Note also that the various Nazi institutions could conduct different policy, sometimes contradicting each other. The only thing that could be guaranteed is that the position of the Jews could not be better than was written in the adopted laws. Thus some institutions that employed Jews often came under disappointment as new restrictive laws were adopted.

That said, you can consider for instance Julius Pokorny, an autor of the largest dictionary of the Proto-Indo-European language till today. He was a German patriot and supporter of German nationalism. He was issued a certificate of no complaints from a local NSDAP office and even managed to receive the state pension. But by 1935 he was fired due to the law. He lived in Germany till 1943 when the new regulations made his existence in Germany a legal grey zone. At this time he was invited to Switzerland to make lectures there.

In general German Jews were required to go to "labor service", they were told that while Germans fight, Jews are obliged to work (which at first glance looked quite just). But upon crossing the German border the Jews were stripped of German citizenship. Then they were sent to the ghettos. And then Nazis required each ghetto provide people for "resettlement to the East", that is murder.

Whether supporting Nazism could improve conditions for a particular Jew is not clear. In some cases more loyal Jews were appointed at some ghetto positions. For instance, the head of the Warsaw ghetto police was a baptized Jew and apparently an anti-semite. But this was not a general rule, usually the leading positions in ghettos were occupied by more authoritative, prominent and trusted by the masses people rather than just super-Nazi-loyal (because the Nazis themselves understood that a stunch Nazi loyalist would have troubles in ruling the Jews).

As such the most Jews who lived in ghettos were required to sign to the ideology "we will work hard so that Germany needed us so they would not kill us for longer time, and maybe then something will change (Nazis change plans, Hitler dead or anything else)" rather than supporting Nazism (and open support for Nazism would most likely lead to even earlier deportation to the death camps).

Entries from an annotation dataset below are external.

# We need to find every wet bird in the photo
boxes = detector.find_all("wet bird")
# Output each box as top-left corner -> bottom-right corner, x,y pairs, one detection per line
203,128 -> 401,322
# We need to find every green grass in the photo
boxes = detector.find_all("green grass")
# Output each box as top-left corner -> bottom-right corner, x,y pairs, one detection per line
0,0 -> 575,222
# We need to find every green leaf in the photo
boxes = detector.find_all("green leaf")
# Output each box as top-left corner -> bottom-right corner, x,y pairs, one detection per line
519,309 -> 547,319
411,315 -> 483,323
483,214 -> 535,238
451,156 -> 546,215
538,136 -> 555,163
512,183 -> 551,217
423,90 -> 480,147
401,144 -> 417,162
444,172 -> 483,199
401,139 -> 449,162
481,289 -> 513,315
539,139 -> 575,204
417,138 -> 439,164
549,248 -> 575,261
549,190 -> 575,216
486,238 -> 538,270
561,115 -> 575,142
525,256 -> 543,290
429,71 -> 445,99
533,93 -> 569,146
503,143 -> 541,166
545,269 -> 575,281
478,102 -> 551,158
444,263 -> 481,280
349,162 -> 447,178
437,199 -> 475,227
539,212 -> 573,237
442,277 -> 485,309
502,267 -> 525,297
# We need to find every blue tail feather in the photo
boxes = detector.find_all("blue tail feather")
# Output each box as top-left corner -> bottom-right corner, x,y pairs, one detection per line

There was also a distinguished ghetto, Teresienstadt, which the Nazi propaganda portrayed as a prosperous Jewish settlement. The most prominent German Jews and those who had WWI decorations would have been sent there. But the ghetto became overcrowded over time and many Jew were sent to other places. As in other ghettos it was up to Jews themselves to decide whom to deport.

That said, even the most loyal ghetto leadership and employees were sooner or later sent to the death camps.

  • Certain people could get their Jewishness "laundered" by the authorities but this was not common.
    – Oldcat
    Commented Nov 5, 2014 at 18:29
  • @Oldcat only temporarily
    – Anixx
    Commented Nov 5, 2014 at 18:38
  • They let some Jews run, mostly wealthy families or as part of the bargain for cooperation of the community leaders, but generally that also meant exile (or more like escape) from German occupied territories.
    – Greg
    Commented Nov 5, 2014 at 19:10
  • And don't forget personal friends of senior party officials who were given false papers to hide their Jewish nature, in large part because acknowledgment of being friends with a Jew would be an embarassment to the senior official.
    – jwenting
    Commented Nov 11, 2014 at 7:24

One famous example is Erhard Milch (30 March 1892 – 25 January 1972) who was a German field marshal who oversaw the development of the Luftwaffe as part of the re-armament of Nazi Germany following World War I. Milch's father was Jewish but this fact was hidden by Hermann Göring. It is also possible his mother was Jewish and that would make him fully Jewish. Keep in mind that Jews in Germany were well-integrated and many saw themselves as Germans first. And in the military their job was to follow out orders, not to question political decisions.